Napthens - June 28th 2017

In the recent case of King V The Sash Window Workshop Ltd, Mr King worked as a commission-only salesman for 13 years and did not receive holiday or sick pay.  His contract was terminated once he had reached 65 and subsequently Mr King bought a claim for unpaid holiday leave. The argument from Mr King was that he failed to take his full annual holiday entitlement on the basis that it was unpaid and he would, as a result, be out of pocket.

Ordinarily, where a worker fails to take their full annual holiday entitlement they will lose said holiday and they will not be entitled to payment in lieu either. The only exception to this rule being where a worker has left their employer and they have untaken holiday leave remaining. In such an instance, they would be entitled to payment in lieu. However, there are instances where a worker can carry untaken holiday leave over to the next year. NHS Leeds v Lerner affirmed an earlier ECJ ruling and provided that leave can be taken in instalments and must be taken within said leave year, save where the worker was unable or unwilling to take it because he was on sick leave and as a consequence did not exercise his right to annual leave.  Should this scenario arise, then they would be entitled to take their holiday leave at the earliest opportunity.

The Advocate General was called upon by the ECJ to advise on this matter. He said that, in his opinion, all employers must provide adequate facilities to allow workers to exercise their right to take paid annual leave. Further to this, it would be inconsistent with the purpose of Article 7 (Working Time Directive) to require workers to take unpaid leave before they are able to make a claim for unpaid holiday pay. In addition, where Mr King was not paid for holiday leave, he was, to all extents and purposes, prevented from exercising his right to leave.
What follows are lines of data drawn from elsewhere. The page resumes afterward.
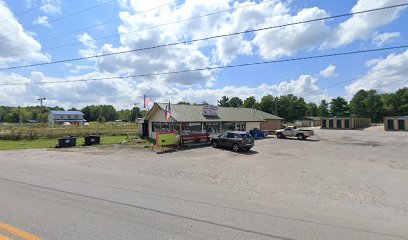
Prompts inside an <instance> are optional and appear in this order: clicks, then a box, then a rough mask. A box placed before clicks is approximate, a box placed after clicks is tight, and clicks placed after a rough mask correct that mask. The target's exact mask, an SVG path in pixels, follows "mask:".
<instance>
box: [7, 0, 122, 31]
mask: <svg viewBox="0 0 408 240" xmlns="http://www.w3.org/2000/svg"><path fill="white" fill-rule="evenodd" d="M115 1H116V0H108V1H105V2H101V3H99V4H96V5H93V6H91V7H88V8H84V9H81V10H79V11H77V12H72V13H70V14H67V15H64V16H61V17H58V18H54V19H51V20H50V21H48V23H50V24H51V23H55V22H59V21H61V20H64V19H66V18H69V17H73V16H76V15H79V14H81V13H84V12H87V11H90V10H93V9H95V8H98V7H102V6H105V5H107V4H110V3H112V2H115ZM41 7H42V6H39V7H37V8H41ZM35 28H38V26H34V27H32V29H35ZM17 33H19V32H11V33H7V34H8V35H14V34H17Z"/></svg>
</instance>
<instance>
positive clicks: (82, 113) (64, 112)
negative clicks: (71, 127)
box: [48, 111, 86, 125]
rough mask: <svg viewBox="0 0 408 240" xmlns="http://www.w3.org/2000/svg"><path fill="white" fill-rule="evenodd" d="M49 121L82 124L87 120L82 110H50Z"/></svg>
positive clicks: (75, 123) (62, 122) (49, 122)
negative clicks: (76, 110)
mask: <svg viewBox="0 0 408 240" xmlns="http://www.w3.org/2000/svg"><path fill="white" fill-rule="evenodd" d="M48 122H49V123H51V124H64V123H69V124H70V125H82V124H83V123H84V122H86V120H84V114H83V113H82V112H80V111H50V113H49V114H48Z"/></svg>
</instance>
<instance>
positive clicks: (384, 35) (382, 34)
mask: <svg viewBox="0 0 408 240" xmlns="http://www.w3.org/2000/svg"><path fill="white" fill-rule="evenodd" d="M399 36H400V33H399V32H388V33H383V34H379V35H376V36H375V37H374V38H373V40H372V43H373V44H374V45H376V46H377V47H382V46H383V45H384V44H385V43H388V42H392V41H394V40H395V39H396V38H398V37H399Z"/></svg>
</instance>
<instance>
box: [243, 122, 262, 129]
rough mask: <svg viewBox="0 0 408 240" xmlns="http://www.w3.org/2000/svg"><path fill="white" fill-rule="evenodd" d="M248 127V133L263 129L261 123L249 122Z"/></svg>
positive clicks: (246, 123) (247, 124)
mask: <svg viewBox="0 0 408 240" xmlns="http://www.w3.org/2000/svg"><path fill="white" fill-rule="evenodd" d="M246 125H247V126H246V130H247V131H250V130H252V129H254V128H258V129H261V122H247V123H246Z"/></svg>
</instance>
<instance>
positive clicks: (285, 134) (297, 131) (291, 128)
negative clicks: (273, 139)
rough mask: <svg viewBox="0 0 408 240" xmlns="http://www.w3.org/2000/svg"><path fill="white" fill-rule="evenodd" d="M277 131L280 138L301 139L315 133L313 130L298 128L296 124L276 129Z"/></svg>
mask: <svg viewBox="0 0 408 240" xmlns="http://www.w3.org/2000/svg"><path fill="white" fill-rule="evenodd" d="M275 133H276V136H277V137H278V138H286V137H296V138H297V139H299V140H305V139H306V138H308V137H310V136H313V135H314V132H313V130H308V129H301V128H296V127H294V126H289V127H286V128H285V129H279V130H276V131H275Z"/></svg>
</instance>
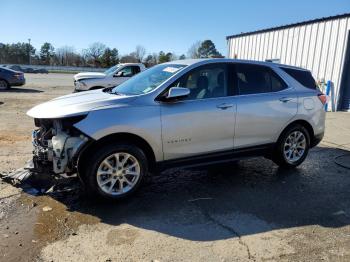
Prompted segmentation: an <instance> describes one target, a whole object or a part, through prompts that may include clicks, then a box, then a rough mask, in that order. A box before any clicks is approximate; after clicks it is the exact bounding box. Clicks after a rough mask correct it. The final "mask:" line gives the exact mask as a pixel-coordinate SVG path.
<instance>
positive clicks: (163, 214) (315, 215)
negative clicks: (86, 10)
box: [0, 74, 350, 261]
mask: <svg viewBox="0 0 350 262" xmlns="http://www.w3.org/2000/svg"><path fill="white" fill-rule="evenodd" d="M26 79H27V84H26V85H25V86H24V87H19V88H15V89H13V90H11V91H4V92H0V148H1V151H0V173H6V172H9V171H13V170H15V169H17V168H19V167H22V166H23V164H24V162H25V161H26V160H27V159H29V158H30V155H31V142H30V132H31V129H32V128H33V121H32V119H30V118H29V117H27V116H26V115H25V112H26V111H27V110H28V109H29V108H31V107H32V106H33V105H35V104H37V103H40V102H43V101H46V100H48V99H50V98H53V97H57V96H59V95H63V94H67V93H70V92H72V90H73V79H72V75H69V74H67V75H64V74H48V75H40V74H39V75H31V74H26ZM349 151H350V114H349V113H328V114H327V130H326V135H325V138H324V140H323V142H322V143H321V144H320V145H319V146H318V147H316V148H314V149H312V150H311V151H310V155H309V157H308V158H307V160H306V161H305V163H304V164H302V165H301V166H300V167H299V168H297V169H295V170H290V171H285V170H280V169H278V168H277V167H276V166H275V165H274V164H273V163H272V162H270V161H269V160H266V159H263V158H255V159H250V160H245V161H240V162H239V163H238V164H227V165H217V166H212V167H210V168H203V169H187V170H180V169H172V170H168V171H166V172H163V173H162V174H159V175H155V176H154V177H152V178H150V179H149V181H147V182H146V183H145V185H144V186H143V187H142V188H141V190H140V191H139V192H137V194H136V195H135V196H134V197H132V198H130V199H128V200H124V201H122V202H119V203H109V202H101V201H97V200H93V199H91V198H87V197H85V196H84V195H81V194H79V193H78V192H76V191H71V192H69V193H66V194H50V195H44V196H36V195H33V194H28V193H24V192H22V189H18V188H15V187H12V186H11V185H9V184H7V183H4V182H1V183H0V255H1V256H2V257H0V260H1V261H36V260H37V261H157V260H158V261H320V260H324V261H350V199H349V192H350V170H349V169H347V168H344V167H342V166H340V165H338V164H336V162H341V163H340V164H345V165H346V164H348V163H349V162H350V161H349V160H350V159H349V157H343V158H342V157H340V156H343V155H349V154H350V152H349ZM338 160H342V161H338ZM47 207H49V208H47ZM43 209H44V210H49V211H43Z"/></svg>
Therefore, where the employer refuses to pay for holiday leave, the worker can claim that they were prevented from taking that leave and the right to annual leave carries over until they are able to exercise it.

The decision by the Advocate General was non-binding, but he recommended to the ECJ that, where a worker is refused holiday pay, they are entitled to make a claim for payment in lieu of holidays for the whole period of employment. In Mr King’s case, he was offered an employment contract after 9 years of service, which would have entitled him to paid holidays, although he rejected the offer. Therefore, it is a question for the Tribunals to decide whether this would restrict his right to claim for holiday payments from that date, taking into account any disincentives to accept the employment contract. In addition, any attempt to remedy this, for example by offering paid holiday from today, would not remove the liability for any past breaches, except for where the worker is afforded the opportunity to take any untaken holiday leave, in addition to their current entitlement, before the termination of their contract.

Whilst the Advocate General’s advice is non-binding, the ECJ normally follows the advice provided. Should the advice be followed, then the ruling becomes binding. It is important to stay ahead of the game, as a recent study has shown, an estimated £1.5billion is denied to workers in unpaid holiday pay each year. Best practice would be to undertake a review of all of your workers to ensure that they are given at least the minimum entitlement to paid holiday, being at least four weeks’. Where any workers have been denied this right, employers should ensure that they try to remedy this, as any potential claim could be costly.